Agro-écologie en Tunisie
A voir sur Internet
www.terre-humanisme.org
Créée en 1994 sous le nom des “Amis de Pierre Rabhi”, rebaptisée en 1999, l'association Terre et Humanisme œuvre pour la transmission de l'agroécologie.
www.colibris-lemouvement.org
Initié en juin 2006 par Pierre Rabhi pour impulser un mouvement international autour des valeurs et alternatives décrites dans la Charte pour la terre et l'humanisme : sortir du mythe de la croissance indéfinie, vivre dans la sobriété heureuse, replacer l'humain et la nature au cœur de nos préoccupations, mettre le féminin au cœur du changement, produire et consommer localement, etc.
« Le modèle actuel n'est pas rafistolable. Un changement de modèle repose sur des structures et du concret. Il y a des personnes qui agissent et incarnent. Pour d'autres, ces actions sont un ensemencement. C'est pour cela que nous parlons plutôt de prototype ».
Prototype fondé sur le retour à la terre et la reconstitution du lien social. Maisons en terre et en bois, énergie solaire et éolienne, nourriture bio... tout ou presque est produit sur place. Prototypes qui se font de plus en plus nombreux. Le Hameau des buis, crée par l'une des deux filles, Sophie ; la ferme “les Amanins” ; le Mas de Beaulieu enfin, centre névralgique de l'association Terre et humanisme en Ardèche. « Ces lieux de démonstration sont destinés à prouver que c'est possible. » Ils sont rassemblés depuis 2006 au sein de l'association Colibris-Mouvement pour la Terre et l'humanisme. De nombreux projets à l'étranger profitent également de ce savoir-faire, pour la culture de terres arides (Burkina Faso, Tunisie, Niger...) et en Europe de l'Est, où Pierre Rabhi tient à soutenir les derniers petits producteurs d'Europe menacés par l'arrivée des vastes monocultures qui dominent déjà à l'Ouest.
Et enfin, il y a les conférences.

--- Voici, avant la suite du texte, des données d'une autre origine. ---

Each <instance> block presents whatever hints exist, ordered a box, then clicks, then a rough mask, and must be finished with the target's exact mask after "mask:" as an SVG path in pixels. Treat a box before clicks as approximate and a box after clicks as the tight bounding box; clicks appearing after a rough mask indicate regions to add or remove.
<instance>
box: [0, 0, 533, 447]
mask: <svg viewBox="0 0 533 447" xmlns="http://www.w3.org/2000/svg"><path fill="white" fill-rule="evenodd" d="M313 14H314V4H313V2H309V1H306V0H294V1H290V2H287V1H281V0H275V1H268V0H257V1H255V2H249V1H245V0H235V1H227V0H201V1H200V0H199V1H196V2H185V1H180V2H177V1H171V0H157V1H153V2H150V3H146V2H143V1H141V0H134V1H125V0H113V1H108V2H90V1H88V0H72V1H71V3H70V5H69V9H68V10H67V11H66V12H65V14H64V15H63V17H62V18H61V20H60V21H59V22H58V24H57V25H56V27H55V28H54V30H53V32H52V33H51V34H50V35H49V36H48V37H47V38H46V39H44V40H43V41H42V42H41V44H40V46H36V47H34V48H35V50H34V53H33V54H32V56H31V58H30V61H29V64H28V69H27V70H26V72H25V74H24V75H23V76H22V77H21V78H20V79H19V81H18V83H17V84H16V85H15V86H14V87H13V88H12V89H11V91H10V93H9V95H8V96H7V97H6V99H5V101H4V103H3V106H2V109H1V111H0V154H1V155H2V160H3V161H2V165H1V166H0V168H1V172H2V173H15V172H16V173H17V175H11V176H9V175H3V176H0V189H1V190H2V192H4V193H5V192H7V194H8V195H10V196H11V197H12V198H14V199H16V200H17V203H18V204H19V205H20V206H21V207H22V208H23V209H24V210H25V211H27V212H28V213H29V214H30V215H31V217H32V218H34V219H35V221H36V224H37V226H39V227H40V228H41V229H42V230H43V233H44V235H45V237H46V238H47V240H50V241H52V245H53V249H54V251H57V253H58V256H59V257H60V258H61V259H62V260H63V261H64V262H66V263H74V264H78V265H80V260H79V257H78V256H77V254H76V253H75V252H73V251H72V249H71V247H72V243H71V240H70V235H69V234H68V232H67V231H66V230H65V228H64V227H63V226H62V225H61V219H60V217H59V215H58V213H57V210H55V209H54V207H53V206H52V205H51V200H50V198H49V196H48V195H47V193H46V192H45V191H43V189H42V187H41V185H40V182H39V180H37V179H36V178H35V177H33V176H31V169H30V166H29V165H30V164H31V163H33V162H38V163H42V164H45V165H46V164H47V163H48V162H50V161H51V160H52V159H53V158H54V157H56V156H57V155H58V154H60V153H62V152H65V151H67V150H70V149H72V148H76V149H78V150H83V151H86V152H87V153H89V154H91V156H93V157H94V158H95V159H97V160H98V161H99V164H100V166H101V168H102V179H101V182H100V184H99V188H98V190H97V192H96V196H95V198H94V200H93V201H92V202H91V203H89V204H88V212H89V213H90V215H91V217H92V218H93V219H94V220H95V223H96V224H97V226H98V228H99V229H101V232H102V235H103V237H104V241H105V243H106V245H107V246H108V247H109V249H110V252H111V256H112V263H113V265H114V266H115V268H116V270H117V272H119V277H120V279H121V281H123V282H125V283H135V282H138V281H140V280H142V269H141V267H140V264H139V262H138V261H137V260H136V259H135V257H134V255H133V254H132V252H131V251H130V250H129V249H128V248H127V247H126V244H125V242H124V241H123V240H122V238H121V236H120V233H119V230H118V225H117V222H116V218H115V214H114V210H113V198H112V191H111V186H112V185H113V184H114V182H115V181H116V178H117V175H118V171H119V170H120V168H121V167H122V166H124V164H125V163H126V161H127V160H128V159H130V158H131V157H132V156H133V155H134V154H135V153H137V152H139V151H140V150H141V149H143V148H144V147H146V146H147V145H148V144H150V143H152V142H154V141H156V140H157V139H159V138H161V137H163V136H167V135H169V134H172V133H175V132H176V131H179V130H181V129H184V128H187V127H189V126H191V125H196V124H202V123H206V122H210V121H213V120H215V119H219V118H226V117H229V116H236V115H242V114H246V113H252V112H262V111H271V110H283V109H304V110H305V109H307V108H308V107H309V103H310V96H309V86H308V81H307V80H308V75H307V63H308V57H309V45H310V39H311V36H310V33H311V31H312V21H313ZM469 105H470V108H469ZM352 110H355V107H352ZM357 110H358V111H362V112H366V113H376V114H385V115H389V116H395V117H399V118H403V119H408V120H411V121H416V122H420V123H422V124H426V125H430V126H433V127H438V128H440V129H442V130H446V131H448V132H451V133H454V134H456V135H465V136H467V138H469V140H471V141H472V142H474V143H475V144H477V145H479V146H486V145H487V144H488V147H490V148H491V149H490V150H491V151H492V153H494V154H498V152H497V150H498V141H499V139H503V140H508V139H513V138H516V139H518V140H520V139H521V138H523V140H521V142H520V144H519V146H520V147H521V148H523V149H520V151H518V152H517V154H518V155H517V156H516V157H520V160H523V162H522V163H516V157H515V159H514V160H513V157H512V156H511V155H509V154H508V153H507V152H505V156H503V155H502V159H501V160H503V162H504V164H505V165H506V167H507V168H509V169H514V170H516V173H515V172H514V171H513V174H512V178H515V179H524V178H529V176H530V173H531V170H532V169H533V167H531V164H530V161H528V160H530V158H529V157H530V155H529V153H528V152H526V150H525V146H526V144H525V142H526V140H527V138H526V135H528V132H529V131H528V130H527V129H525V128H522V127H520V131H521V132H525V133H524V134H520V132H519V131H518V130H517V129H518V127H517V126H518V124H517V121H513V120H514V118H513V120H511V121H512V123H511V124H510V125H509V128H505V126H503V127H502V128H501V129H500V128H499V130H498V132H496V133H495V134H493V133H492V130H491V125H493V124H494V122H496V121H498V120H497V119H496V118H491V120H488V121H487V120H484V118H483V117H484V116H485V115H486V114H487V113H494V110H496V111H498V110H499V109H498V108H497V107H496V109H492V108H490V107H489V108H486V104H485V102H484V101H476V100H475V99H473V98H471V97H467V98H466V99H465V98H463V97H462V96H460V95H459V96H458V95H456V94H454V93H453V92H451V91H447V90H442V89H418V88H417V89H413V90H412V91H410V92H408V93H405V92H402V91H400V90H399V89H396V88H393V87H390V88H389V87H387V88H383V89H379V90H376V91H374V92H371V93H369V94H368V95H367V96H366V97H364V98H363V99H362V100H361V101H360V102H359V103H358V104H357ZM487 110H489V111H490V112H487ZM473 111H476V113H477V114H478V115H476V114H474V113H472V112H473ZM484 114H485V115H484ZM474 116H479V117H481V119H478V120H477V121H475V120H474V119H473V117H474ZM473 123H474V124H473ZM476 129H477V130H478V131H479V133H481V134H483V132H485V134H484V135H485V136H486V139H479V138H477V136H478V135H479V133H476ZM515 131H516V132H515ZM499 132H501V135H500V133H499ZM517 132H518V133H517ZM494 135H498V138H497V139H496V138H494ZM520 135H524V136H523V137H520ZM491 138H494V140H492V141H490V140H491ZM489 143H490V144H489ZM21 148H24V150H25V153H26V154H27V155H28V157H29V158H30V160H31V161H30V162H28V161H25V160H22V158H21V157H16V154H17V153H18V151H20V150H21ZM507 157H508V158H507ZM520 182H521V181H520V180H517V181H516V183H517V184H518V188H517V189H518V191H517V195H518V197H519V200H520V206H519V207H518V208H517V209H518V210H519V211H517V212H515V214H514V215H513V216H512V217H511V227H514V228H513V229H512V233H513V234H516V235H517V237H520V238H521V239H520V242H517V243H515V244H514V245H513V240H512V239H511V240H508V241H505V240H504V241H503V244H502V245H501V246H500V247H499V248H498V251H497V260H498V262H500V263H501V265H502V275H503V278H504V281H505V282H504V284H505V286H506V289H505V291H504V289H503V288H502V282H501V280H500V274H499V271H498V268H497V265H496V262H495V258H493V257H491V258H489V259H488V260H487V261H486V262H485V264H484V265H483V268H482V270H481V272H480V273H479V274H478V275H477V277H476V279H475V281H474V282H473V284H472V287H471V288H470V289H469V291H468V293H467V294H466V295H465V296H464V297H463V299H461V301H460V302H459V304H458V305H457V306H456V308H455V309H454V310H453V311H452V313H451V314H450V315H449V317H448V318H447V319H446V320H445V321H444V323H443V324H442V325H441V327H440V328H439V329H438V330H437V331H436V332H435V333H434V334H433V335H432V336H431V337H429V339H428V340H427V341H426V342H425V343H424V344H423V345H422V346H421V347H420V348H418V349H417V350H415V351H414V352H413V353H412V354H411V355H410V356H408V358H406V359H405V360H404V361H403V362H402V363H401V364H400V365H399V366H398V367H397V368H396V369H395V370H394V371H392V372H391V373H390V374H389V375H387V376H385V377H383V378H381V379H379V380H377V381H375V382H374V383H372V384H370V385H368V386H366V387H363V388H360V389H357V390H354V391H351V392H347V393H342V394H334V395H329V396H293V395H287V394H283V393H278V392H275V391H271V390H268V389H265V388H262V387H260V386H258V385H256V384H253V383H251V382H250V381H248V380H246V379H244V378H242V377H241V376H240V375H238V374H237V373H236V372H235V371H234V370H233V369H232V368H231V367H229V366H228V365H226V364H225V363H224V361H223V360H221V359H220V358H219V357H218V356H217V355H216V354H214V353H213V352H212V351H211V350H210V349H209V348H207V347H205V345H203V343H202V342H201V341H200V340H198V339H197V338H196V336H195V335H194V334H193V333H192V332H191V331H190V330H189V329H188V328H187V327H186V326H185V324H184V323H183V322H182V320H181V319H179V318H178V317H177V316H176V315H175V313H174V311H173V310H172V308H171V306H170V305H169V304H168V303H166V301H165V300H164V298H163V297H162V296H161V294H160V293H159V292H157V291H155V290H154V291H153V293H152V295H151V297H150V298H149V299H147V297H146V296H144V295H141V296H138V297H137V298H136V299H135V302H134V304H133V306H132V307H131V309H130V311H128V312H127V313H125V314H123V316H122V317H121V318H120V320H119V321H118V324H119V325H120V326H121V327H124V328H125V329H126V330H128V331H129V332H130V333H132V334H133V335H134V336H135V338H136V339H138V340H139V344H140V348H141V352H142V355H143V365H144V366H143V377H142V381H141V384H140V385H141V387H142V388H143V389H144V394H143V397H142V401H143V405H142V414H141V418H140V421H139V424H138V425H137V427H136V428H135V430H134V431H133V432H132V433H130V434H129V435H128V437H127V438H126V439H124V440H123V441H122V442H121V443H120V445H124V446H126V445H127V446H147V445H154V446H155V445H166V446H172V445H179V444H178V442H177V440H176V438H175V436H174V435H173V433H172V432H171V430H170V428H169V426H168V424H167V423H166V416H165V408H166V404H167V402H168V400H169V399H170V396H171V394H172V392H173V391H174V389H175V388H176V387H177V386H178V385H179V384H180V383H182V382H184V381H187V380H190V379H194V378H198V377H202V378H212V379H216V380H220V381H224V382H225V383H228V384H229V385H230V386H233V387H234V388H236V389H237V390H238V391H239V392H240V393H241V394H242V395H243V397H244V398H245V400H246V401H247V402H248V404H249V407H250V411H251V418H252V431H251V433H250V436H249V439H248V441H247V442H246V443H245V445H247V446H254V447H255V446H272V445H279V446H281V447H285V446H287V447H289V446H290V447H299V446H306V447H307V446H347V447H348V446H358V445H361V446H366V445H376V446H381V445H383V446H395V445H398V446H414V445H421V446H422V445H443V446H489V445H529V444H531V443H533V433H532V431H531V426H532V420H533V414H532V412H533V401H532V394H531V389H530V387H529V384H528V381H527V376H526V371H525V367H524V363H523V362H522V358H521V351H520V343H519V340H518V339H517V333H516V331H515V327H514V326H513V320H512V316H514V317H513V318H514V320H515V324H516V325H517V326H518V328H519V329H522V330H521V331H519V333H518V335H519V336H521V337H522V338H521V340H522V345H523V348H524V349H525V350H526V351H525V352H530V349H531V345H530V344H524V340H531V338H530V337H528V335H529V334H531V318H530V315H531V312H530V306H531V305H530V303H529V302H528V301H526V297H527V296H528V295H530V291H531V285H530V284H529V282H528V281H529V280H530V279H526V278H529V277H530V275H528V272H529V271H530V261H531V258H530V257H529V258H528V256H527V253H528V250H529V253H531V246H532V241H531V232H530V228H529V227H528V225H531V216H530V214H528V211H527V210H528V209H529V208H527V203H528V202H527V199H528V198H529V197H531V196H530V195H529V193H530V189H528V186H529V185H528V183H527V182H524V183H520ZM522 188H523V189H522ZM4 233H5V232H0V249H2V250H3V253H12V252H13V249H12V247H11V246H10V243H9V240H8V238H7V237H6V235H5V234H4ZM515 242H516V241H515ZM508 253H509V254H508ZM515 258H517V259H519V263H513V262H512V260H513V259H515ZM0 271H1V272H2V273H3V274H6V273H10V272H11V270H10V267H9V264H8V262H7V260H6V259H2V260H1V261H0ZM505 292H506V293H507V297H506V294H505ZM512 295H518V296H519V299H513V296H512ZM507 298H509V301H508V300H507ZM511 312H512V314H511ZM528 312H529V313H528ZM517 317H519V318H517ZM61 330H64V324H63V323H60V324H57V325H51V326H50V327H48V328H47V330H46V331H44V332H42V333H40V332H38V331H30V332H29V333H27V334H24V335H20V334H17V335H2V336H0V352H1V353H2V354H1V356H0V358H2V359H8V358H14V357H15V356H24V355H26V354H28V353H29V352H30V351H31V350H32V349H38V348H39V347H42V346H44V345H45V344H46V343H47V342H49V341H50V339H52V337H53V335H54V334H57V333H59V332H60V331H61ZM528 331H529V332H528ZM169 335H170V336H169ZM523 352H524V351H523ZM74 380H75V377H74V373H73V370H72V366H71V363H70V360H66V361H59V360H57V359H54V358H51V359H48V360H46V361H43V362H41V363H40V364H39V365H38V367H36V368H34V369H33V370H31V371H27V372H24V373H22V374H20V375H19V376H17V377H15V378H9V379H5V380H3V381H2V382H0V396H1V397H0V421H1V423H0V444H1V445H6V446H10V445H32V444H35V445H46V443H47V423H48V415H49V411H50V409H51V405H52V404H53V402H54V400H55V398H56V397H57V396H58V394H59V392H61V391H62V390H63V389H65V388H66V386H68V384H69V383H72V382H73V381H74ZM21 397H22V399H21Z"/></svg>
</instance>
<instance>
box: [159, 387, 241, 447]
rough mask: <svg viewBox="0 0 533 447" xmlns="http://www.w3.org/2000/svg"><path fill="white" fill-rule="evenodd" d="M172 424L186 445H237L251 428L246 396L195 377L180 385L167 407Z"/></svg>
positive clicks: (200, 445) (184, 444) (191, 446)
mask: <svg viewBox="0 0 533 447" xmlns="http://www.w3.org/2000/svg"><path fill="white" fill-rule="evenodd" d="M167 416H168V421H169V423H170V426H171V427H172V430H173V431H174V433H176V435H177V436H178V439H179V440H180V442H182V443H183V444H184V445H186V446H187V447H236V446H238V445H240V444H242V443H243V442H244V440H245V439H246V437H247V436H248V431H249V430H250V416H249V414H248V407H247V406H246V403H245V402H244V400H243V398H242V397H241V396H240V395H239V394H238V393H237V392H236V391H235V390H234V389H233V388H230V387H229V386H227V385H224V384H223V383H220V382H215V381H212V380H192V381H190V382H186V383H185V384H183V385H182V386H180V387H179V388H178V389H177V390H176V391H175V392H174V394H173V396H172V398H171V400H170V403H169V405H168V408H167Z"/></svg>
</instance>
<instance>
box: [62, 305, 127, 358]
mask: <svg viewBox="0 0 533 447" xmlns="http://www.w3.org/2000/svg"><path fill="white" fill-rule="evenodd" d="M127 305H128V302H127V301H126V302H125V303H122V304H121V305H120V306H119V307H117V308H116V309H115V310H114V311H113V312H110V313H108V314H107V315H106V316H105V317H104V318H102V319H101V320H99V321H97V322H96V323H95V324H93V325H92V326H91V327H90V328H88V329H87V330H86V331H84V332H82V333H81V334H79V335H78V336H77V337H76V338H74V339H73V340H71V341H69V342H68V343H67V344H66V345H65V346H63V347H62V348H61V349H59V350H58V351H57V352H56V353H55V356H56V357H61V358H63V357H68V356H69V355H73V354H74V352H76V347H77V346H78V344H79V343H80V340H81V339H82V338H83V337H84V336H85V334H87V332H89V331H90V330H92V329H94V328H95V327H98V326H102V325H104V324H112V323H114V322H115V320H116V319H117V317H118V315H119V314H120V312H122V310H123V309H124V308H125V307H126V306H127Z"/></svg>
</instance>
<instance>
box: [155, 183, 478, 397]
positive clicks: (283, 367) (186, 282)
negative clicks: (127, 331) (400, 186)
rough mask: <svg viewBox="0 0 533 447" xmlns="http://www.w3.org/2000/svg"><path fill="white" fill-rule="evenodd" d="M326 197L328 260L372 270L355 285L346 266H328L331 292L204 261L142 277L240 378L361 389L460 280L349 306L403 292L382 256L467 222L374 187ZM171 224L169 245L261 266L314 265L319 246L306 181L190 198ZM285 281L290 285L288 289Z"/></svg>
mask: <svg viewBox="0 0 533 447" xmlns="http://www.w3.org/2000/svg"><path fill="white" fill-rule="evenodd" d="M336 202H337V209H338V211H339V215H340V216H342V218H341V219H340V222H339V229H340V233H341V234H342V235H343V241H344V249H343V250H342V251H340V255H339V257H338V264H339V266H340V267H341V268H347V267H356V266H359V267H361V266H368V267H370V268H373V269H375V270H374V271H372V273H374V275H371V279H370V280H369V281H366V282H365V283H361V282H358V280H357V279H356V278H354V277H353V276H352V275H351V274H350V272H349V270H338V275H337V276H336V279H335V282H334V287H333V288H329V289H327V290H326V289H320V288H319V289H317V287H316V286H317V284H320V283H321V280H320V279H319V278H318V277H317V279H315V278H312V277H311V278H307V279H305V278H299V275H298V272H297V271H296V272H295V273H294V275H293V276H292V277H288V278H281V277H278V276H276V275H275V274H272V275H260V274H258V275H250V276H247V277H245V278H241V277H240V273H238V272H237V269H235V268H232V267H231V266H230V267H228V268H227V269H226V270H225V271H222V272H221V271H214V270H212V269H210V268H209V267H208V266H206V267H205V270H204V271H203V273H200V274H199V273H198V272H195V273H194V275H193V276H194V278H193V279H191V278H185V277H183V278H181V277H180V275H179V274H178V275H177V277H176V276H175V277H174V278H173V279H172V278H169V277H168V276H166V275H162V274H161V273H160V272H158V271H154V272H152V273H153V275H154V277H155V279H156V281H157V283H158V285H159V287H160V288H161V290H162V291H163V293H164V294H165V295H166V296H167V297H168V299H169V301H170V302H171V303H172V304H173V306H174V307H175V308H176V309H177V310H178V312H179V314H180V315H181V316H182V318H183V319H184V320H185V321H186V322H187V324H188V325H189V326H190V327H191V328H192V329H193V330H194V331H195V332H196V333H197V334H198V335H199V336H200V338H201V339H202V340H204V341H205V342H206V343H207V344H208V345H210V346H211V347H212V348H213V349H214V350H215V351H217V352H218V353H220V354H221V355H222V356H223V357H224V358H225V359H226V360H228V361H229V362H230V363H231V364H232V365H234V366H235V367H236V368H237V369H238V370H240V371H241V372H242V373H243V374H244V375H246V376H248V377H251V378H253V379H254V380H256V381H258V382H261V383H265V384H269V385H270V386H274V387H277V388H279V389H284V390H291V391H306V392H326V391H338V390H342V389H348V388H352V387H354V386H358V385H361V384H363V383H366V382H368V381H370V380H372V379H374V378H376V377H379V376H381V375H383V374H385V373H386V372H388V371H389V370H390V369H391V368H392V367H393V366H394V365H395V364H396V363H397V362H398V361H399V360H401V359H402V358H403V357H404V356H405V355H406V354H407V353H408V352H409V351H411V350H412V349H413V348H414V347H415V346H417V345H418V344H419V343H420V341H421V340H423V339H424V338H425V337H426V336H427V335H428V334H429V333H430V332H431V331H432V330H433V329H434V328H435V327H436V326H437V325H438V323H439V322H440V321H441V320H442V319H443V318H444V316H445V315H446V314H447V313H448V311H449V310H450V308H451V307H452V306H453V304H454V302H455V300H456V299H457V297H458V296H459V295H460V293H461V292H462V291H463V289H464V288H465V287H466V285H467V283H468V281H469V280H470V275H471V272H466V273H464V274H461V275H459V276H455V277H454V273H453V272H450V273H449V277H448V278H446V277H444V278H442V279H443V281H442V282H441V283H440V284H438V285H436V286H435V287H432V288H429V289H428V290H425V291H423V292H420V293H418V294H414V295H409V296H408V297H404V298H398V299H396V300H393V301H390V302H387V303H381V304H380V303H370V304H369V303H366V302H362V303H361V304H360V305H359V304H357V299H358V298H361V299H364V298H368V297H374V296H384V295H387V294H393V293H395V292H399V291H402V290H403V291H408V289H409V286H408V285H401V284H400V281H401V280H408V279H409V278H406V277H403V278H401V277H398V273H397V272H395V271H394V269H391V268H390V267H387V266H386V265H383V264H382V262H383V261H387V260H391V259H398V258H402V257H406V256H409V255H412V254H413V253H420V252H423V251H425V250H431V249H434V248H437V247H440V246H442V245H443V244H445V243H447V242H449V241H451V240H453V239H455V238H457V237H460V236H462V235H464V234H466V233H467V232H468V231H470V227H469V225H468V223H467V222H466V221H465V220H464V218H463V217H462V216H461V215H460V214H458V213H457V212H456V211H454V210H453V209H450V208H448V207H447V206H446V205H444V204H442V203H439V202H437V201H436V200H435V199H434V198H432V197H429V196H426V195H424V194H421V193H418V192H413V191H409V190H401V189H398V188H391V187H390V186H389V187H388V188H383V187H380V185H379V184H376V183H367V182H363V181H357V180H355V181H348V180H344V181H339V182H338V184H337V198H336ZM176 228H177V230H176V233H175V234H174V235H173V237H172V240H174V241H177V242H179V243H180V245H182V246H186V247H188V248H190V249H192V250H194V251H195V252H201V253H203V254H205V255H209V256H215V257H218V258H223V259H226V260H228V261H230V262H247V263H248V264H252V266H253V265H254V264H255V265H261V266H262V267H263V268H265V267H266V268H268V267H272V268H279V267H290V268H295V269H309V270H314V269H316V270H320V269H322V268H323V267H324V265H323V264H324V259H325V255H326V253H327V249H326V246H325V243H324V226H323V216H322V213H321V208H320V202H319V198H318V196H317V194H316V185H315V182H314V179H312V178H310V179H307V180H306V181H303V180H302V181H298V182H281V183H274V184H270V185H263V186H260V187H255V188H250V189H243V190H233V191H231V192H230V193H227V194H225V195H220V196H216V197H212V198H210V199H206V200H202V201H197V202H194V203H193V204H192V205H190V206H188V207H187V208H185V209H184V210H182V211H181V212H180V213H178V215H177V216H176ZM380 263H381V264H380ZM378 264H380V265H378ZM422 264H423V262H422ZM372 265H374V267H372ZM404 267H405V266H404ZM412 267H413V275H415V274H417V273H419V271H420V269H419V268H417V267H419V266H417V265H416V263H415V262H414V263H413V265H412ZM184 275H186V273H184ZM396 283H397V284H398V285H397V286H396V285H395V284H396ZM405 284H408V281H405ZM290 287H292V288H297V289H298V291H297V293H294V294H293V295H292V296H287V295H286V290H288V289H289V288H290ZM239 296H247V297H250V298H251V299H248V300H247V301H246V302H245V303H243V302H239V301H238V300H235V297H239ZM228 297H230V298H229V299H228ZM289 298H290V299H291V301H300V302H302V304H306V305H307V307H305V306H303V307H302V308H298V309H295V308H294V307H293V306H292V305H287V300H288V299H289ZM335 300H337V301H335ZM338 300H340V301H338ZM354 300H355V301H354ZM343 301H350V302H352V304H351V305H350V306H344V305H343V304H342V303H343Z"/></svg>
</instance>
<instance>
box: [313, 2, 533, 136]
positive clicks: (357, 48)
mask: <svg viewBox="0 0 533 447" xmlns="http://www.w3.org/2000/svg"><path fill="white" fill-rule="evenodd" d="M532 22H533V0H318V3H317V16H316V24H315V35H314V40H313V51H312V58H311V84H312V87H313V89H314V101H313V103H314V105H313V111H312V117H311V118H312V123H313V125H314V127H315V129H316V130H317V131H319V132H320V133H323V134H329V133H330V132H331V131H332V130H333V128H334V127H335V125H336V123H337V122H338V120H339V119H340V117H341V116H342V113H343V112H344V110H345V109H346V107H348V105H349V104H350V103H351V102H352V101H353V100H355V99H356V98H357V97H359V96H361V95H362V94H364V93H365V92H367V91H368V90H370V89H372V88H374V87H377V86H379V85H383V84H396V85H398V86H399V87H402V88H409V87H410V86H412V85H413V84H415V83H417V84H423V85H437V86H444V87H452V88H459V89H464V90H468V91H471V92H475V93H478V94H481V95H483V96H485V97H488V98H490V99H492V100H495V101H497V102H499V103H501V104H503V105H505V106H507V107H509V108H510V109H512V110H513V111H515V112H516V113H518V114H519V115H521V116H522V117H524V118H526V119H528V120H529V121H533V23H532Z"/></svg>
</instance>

Parler encore et encore d'agro écologie ne l'ennuie pas. «Le sujet est vaste, il y a beaucoup à dire.» Notamment que nous vivons aujourd'hui dans une surabondance malheureuse, fondée sur un système artificiel et fragile : la production locale est très affaiblie et nous dépendons de grandes entreprises dont les pratiques ont un coût écologique et humain. Dire aussi que consommer ne peut pas être un devoir civique. « On pousse tellement à consommer qu'il y a une obésité non seulement physique mais psychologique, de désirs toujours inassouvis. » Au fil des ans, son appel à vivre dans un état de « sobriété heureuse » touche de plus en plus de personnes. A tel point que sa pré-campagne présidentielle en 2002 remporte un succès inespéré.
Pour « transmettre le message d'urgence écologique et humaine et être force de propositions d'alternatives pour l'avenir », il récolte en deux mois 184 signatures d'élus en faveur de sa candidature. Il en fallait 500. Se représenter ne l'a pas tenté. Pour lui, toute initiative de la société civile est politique. Et surtout, il se trouve impliqué auprès de gens qui ont faim. Transmettre un savoir-faire précieux, pour non seulement survivre, mais vivre dignement par soi-même, «c'est ça l'urgence».